One woman somewhere near the head of the queue starts shouting. There’s about to be a discounted-offal-free-for-all but Aunt Freyja, sensible as she is, tells me to wait with the shopping cart. Things have soon died down.
“What did you tell her?”.
“I told her that there was enough for everyone. The rule is everyone only gets one offal set”.
I look behind us, and the queue of women and supermarket carts is now around the corner. There clearly isn’t enough for all. The white boxes will soon be finished. We make it to the front of the line by the skin of our teeth. There are only five boxes left. Aunt Freyja takes the lot. Then looks back at the heavy-set woman behind us, smiles and puts three back.
“Here take this”. She hands me one. “You go into a separate line”, she whispers, and swooshes along the canned goods aisle, throwing in a few cans of Ora peas, a jar of Danish red cabbage. On the way home, we stop in at Vínbúð and pick up a three bottles of Brennivín (Icelandic aquavit or schnapps).
I can already start to smell the defrosting blood. “You’d better put on some old clothes for this”, she says, rolling up her sleeves and pulling out a semi-coagulated plastic bag full of blood.
Three shots of Brennivín later, the whole thing doesn’t seem quite that repulsive. I mean, Scotland has haggis, England and Ireland have black (blood) pudding and the Spaniards fry blood in the pan or mix it in with scrambled eggs.
I’m designated the blood pudding maker. All I have to do is sieve the blood, mix in a bowl with salt, pepper, rye, oats and a generous portion of chopped sheep fat; then comes the best part: you mix this stuff together with your hands until it’s the right consistency to be poured into a sheep’s stom-ach.

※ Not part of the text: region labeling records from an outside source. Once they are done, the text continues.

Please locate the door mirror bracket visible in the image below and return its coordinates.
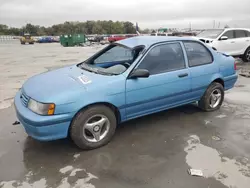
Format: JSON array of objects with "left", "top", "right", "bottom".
[{"left": 129, "top": 69, "right": 149, "bottom": 79}]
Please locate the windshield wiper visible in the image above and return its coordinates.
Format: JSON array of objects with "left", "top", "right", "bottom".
[{"left": 81, "top": 63, "right": 96, "bottom": 73}]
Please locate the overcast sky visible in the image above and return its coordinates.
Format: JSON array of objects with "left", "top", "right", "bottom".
[{"left": 0, "top": 0, "right": 250, "bottom": 28}]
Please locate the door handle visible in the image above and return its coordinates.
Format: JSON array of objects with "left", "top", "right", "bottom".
[{"left": 178, "top": 73, "right": 188, "bottom": 78}]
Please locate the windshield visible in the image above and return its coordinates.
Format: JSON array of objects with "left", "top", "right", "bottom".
[
  {"left": 80, "top": 44, "right": 143, "bottom": 75},
  {"left": 197, "top": 29, "right": 224, "bottom": 39}
]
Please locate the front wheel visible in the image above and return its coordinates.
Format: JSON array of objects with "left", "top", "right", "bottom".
[
  {"left": 198, "top": 82, "right": 224, "bottom": 112},
  {"left": 70, "top": 105, "right": 117, "bottom": 149},
  {"left": 243, "top": 47, "right": 250, "bottom": 62}
]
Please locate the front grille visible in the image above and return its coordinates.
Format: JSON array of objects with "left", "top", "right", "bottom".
[{"left": 20, "top": 90, "right": 30, "bottom": 107}]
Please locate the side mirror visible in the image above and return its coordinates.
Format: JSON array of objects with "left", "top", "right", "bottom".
[
  {"left": 220, "top": 36, "right": 228, "bottom": 40},
  {"left": 129, "top": 69, "right": 149, "bottom": 79}
]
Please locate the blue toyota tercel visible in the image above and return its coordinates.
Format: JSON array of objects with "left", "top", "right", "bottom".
[{"left": 15, "top": 36, "right": 237, "bottom": 149}]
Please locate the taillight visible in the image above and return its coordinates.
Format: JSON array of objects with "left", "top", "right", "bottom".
[{"left": 234, "top": 60, "right": 237, "bottom": 70}]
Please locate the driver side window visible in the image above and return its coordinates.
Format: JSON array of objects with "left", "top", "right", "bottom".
[
  {"left": 138, "top": 43, "right": 186, "bottom": 75},
  {"left": 222, "top": 30, "right": 235, "bottom": 39},
  {"left": 94, "top": 46, "right": 133, "bottom": 64}
]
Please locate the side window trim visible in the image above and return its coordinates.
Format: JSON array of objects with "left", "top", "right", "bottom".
[
  {"left": 235, "top": 29, "right": 248, "bottom": 39},
  {"left": 182, "top": 40, "right": 214, "bottom": 68},
  {"left": 218, "top": 30, "right": 236, "bottom": 40},
  {"left": 134, "top": 41, "right": 188, "bottom": 76}
]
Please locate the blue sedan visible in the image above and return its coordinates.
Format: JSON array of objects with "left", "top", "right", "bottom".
[{"left": 15, "top": 36, "right": 237, "bottom": 149}]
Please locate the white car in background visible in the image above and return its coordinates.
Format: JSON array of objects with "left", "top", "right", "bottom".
[{"left": 196, "top": 28, "right": 250, "bottom": 62}]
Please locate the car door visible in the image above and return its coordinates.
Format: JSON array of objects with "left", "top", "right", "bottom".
[
  {"left": 216, "top": 30, "right": 237, "bottom": 55},
  {"left": 126, "top": 42, "right": 191, "bottom": 119},
  {"left": 183, "top": 41, "right": 219, "bottom": 100},
  {"left": 235, "top": 30, "right": 249, "bottom": 55}
]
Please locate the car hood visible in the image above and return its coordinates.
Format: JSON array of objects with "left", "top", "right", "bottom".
[{"left": 22, "top": 66, "right": 115, "bottom": 104}]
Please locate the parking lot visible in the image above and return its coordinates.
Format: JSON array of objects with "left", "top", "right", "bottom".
[{"left": 0, "top": 41, "right": 250, "bottom": 188}]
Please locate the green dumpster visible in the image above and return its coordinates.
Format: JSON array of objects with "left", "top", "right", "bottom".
[{"left": 60, "top": 34, "right": 86, "bottom": 47}]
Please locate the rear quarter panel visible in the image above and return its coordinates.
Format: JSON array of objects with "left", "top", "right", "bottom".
[{"left": 215, "top": 52, "right": 238, "bottom": 90}]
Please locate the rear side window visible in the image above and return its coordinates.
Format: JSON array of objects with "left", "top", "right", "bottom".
[
  {"left": 184, "top": 42, "right": 213, "bottom": 67},
  {"left": 222, "top": 30, "right": 234, "bottom": 39},
  {"left": 235, "top": 30, "right": 247, "bottom": 38}
]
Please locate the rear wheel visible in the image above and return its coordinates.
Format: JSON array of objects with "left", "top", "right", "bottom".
[
  {"left": 70, "top": 105, "right": 117, "bottom": 149},
  {"left": 243, "top": 47, "right": 250, "bottom": 62},
  {"left": 198, "top": 82, "right": 224, "bottom": 112}
]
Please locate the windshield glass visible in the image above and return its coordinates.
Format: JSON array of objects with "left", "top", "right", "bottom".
[
  {"left": 197, "top": 29, "right": 224, "bottom": 39},
  {"left": 80, "top": 44, "right": 143, "bottom": 75}
]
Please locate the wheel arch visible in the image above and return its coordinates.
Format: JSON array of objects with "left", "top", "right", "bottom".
[
  {"left": 71, "top": 102, "right": 121, "bottom": 129},
  {"left": 211, "top": 78, "right": 225, "bottom": 87}
]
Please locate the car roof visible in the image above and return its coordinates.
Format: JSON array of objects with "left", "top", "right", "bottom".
[
  {"left": 225, "top": 27, "right": 250, "bottom": 31},
  {"left": 115, "top": 36, "right": 198, "bottom": 48}
]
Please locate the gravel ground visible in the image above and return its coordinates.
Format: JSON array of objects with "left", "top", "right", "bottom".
[{"left": 0, "top": 42, "right": 250, "bottom": 188}]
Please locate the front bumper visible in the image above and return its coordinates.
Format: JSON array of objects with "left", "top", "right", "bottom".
[{"left": 14, "top": 91, "right": 73, "bottom": 141}]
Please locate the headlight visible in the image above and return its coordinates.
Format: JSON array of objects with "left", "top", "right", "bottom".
[{"left": 28, "top": 99, "right": 55, "bottom": 115}]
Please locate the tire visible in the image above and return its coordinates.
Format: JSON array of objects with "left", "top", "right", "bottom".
[
  {"left": 70, "top": 105, "right": 117, "bottom": 150},
  {"left": 198, "top": 82, "right": 224, "bottom": 112},
  {"left": 243, "top": 46, "right": 250, "bottom": 62}
]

Aunt Freyja takes on the job of sewing the stomach up with cotton, boiling the Frankenstein-looking balls, and dunking them in the sour whey mixture. Months later in January, the morning before Uncle Guðmundur’s arrival, Freyja takes me on another shopping spree. On this trip, she picks up a little sour whale blubber, a jelly-loaf-pate made with ram’s testicles, a tub of fermented shark or hákarl (believe me, an acquired taste), some head cheese, and a few bags of harðfiskur (wind-dried fish)—her particular preference is haddock for its hardier flavour.
I believe we’re nearly ready for Uncle Guðmundur’s arrival feast, but Aunt Freyja tells me we need to stop off one more place first. We end up at a friend’s home in the middle of nowhere, and you won’t believe it, but somewhere from the larder this friend produces something else jellied.
Back in the car, I ask Aunt Freyja, “What did you just pick up?”.
“Selshreifar”, she says. “You can hardly get it anymore”. Jellied seal fins. I can only shake my head.
Of course, it is understandable that all this weird food comes from the old days when Icelanders had to make do with whatever was available. During the years when merchant vessels couldn’t get to the country a bit of jellied seal flipper might have been just the ticket, but now? Why in God’s name would you eat it now?
“We’re creatures of habit”, says Aunt Freyja, pouring me a shot of Brennivín and handing me a desert fork to spear myself a cube of fermented shark—an Icelandic tapas-style appetizer.
Freyja has laid on a buffet for Viking kings. Not only has she brought out the blood pudding and liver sausage that we made in September—now truly soured in whey, she’s defrosted and boiled the singed sheep heads and, as in the supermarket months before, they glare at me from the table. When Uncle Guðmundur arrives he surveys the table licking his chops, but pays particular attention to the sheep heads.
“Wait until everyone arrives!” shouts Aunt Freyja from the kitchen. “Don’t start picking, Guðmundur. I know what you’re like”.
But Uncle Guðmundur winks at me, and reaches over, plucks out one of the sheep’s eyes and pops it in his mouth. “That’s the best part”, he says, then pours himself a shot of Brennivín.